Limbah medis yang dihasilkan dari kegiatan rumah sakit atau pelayanan kesehatan lainnya dikelompokkan menjadi enam kelompok limbah berbahaya, yaitu: 1). Limbah infeksius; 2). Limbah Patologis; 3). Limbah benda tajam; 4). Limbah farmasi; 5). Limbah radioaktif; dan 6). Limbah sitotoksik. Mengingat limbah medis yang dihasilkan RS ini sangat berbahaya, maka setiap bangunan RS dan pelayanan kesehatan lainnya harus mengantongi persetujuan lingkungan karena berpotensi menyebabkan kerusakan lingkungan dan mengganggu kesehatan masyarakat.

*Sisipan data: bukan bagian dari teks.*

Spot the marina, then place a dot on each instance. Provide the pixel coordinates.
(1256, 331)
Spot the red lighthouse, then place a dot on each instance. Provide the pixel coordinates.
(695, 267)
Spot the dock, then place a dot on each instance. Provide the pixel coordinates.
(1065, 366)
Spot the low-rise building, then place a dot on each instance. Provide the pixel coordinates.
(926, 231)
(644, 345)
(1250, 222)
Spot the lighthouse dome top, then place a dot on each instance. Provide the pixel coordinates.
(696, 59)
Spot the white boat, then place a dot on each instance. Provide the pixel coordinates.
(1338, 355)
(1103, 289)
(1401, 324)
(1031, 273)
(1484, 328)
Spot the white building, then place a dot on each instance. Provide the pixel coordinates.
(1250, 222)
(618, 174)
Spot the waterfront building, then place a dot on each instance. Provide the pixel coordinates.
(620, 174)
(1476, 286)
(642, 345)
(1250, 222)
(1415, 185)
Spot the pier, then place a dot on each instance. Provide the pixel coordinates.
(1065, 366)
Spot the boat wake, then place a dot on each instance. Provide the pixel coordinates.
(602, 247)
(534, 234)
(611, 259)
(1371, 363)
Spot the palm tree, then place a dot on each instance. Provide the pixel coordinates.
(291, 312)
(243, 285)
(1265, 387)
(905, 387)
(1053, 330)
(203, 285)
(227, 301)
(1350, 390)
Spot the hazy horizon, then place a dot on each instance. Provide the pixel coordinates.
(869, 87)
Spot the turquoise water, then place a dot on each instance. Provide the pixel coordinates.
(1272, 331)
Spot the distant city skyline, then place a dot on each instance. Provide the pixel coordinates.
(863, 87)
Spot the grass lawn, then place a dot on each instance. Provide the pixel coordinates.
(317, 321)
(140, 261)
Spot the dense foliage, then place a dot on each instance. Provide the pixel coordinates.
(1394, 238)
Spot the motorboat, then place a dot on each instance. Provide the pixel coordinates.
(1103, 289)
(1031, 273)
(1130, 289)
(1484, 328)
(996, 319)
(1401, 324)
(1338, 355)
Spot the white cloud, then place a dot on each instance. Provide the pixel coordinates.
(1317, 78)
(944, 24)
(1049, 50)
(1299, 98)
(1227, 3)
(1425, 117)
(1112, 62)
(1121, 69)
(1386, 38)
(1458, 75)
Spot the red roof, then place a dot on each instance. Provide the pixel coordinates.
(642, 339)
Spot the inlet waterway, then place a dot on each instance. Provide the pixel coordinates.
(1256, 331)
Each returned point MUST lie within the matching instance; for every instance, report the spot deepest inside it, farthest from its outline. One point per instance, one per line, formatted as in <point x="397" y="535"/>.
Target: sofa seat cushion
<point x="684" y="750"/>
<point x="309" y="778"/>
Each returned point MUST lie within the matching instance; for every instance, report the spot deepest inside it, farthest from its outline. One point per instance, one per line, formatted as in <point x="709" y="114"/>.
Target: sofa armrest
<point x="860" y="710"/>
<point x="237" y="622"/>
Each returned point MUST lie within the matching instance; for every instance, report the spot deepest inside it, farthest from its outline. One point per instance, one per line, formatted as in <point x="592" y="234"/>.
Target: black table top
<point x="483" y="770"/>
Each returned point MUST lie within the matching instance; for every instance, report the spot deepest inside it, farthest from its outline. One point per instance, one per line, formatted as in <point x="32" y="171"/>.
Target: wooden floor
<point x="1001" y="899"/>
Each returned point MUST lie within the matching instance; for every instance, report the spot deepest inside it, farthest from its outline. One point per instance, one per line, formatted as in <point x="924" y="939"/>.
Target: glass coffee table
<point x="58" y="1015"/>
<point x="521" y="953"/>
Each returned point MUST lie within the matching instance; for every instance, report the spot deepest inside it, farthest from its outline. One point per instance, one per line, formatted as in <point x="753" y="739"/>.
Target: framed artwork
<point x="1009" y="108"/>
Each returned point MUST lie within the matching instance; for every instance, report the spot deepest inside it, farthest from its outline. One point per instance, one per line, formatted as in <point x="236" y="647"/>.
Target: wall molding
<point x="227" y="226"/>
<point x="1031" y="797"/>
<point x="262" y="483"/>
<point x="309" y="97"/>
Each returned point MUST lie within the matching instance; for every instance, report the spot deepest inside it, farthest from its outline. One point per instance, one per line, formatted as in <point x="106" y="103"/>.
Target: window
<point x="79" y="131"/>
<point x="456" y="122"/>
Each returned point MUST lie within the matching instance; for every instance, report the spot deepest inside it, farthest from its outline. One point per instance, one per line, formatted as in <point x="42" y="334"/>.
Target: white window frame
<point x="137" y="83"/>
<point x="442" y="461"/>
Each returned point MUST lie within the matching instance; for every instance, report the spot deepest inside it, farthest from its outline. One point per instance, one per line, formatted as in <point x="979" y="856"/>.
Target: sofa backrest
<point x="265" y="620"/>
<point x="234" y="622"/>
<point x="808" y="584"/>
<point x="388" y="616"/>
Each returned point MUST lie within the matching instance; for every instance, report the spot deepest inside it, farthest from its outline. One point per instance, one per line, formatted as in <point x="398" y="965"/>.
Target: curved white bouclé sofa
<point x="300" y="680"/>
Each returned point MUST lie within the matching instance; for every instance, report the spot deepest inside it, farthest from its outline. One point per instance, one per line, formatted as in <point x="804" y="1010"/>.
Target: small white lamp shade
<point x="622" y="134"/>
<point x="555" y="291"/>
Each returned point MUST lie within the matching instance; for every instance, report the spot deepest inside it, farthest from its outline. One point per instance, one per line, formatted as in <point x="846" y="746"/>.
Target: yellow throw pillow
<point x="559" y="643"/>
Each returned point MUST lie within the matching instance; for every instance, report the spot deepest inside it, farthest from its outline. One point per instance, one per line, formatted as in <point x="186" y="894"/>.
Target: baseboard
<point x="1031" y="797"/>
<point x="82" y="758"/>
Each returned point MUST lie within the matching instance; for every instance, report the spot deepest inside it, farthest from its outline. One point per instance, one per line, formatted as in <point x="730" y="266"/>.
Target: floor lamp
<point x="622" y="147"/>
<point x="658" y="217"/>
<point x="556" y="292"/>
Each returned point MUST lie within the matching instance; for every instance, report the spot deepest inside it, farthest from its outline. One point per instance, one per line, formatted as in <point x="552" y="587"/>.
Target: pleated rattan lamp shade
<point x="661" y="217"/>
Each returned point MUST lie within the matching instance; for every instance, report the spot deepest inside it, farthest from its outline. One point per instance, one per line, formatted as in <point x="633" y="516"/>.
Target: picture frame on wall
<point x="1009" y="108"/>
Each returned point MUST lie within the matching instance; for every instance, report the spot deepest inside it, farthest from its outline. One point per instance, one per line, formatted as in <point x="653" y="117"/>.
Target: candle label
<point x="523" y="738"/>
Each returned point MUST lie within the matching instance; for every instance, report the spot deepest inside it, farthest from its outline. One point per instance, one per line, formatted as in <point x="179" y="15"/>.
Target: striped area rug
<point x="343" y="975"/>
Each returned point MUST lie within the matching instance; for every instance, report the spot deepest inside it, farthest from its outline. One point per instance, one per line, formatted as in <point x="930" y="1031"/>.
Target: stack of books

Sebagai institusi yang diberi kewenangan terhadap penyusunan regulasi standar, Badan Standarisasi Instrumen Lingkungan Hidup dan Kehutanan (BSILHK) memfokuskan arah standardisasi instrumen lingkungan hidup dan kehutanan kepada penyediaan dan penerapan standar instrumen persetujuan lingkungan dan instrumen perijinan berusaha. Salah satu program teknis yang diluncurkan untuk mendukung fokus kegiatan tersebut yaitu menyusun Formulir Upaya Pengelolaan Lingkungan Hidup dan Upaya Pemantauan Lingkungan Hidup (UKL-UPL) Standar Spesifik untuk Usaha dan/atau Kegiatan Pembangunan Rumah Sakit. Standar ini merupakan panduan bagi para entitas usaha kegiatan dalam menyusun dokumen UKL-UPL rencana kegiatan/usaha pembangunan RS. Adanya standar ini, diharapkan akan mempermudah dan mempercepat entitas usaha kegiatan dalam penyusunan dokumen lingkungan. Standar ini juga disusun untuk memberikan kepastian bahwa aktivitas usaha tersebut tetap dalam konteks perlindungan dan penyelenggaaran lingkungan hidup.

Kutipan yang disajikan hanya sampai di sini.